It depends to some extent on the banana plugs. If they are designed for a crimp connection, AND you have the proper tool(s) I would carefully clean the mating surfaces and then crimp. A gas-tight, cold weld silver-silver connection is what I'd think best of all.
If you have some sort of pressure connection, set screw or similar, I'd not tin. (I would with copper, but silver tarnish is much less of a problem than copper oxidation. ) Cleaning periodically as noted above would be a good idea. I've used bare copper lugs in the past, and liked the sound, but a pain to keep pristine.
Rhodium has been known for years to be a stable plating layer, and that helps. Thin gold over brass or copper is almost always subject to diffusion through the gold. Nickel helps that, but adds more intermetallic interfaces.
Banana plugs come in all sorts of designs; some are pretty poor over the long term. A friend has locking bananas on his cables; I just read on the Pass site that such are subject to wear problems, and sure enough, the gold was gone on the contact surfaces. The type with a little sleeve slit and sprung (hope that's clear) for the contact is usually quite short lived.

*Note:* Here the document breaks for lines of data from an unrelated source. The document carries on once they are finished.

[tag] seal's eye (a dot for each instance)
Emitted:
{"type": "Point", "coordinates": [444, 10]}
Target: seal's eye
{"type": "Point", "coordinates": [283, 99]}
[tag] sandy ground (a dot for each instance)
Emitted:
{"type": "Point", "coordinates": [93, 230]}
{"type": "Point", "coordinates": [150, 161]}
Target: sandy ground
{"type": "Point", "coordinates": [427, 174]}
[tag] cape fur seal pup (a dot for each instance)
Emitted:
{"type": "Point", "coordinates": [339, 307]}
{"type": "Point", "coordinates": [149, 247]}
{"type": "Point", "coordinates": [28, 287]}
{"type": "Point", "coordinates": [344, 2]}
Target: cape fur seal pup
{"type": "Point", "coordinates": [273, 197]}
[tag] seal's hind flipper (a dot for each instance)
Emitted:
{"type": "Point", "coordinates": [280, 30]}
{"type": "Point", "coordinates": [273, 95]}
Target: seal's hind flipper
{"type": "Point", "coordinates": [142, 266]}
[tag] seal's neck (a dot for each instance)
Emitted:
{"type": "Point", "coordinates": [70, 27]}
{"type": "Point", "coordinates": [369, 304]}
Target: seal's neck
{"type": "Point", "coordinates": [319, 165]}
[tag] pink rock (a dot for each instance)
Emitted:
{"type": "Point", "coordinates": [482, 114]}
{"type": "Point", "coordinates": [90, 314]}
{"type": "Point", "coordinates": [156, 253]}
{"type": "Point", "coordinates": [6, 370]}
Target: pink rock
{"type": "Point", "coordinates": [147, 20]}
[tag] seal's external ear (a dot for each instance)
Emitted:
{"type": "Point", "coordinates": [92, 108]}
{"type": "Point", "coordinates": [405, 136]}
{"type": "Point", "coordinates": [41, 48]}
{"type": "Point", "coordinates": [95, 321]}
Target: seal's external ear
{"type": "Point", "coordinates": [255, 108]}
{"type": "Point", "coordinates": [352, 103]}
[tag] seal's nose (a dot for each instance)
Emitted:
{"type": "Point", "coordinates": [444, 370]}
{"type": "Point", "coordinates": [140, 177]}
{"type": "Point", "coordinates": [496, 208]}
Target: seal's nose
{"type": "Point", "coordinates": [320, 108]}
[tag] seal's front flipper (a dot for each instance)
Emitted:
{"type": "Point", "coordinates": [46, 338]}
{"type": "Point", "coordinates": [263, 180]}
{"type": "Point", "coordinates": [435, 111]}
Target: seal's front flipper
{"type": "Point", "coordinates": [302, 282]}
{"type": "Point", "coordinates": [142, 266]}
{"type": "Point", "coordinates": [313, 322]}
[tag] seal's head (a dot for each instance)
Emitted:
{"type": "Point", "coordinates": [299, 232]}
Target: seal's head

Currently I'm trying the Cardas Rhodium plated bananas, which I like; for the moment the copper wire is terminated in a Rhodium plated spade lug, and then to the banana. That's because I'm experimenting with the wire. I'll eventually solder to the banana, which is used at the amplifier end.
On the speaker end, a lug on the cable, and a lug on the end of the wire from the crossover, placed one over the other and compressed in a terminal block (Insulated, so current flows only lug to lug) seems good. Even better, if possible, is to make the speaker cable pendant on the speaker end.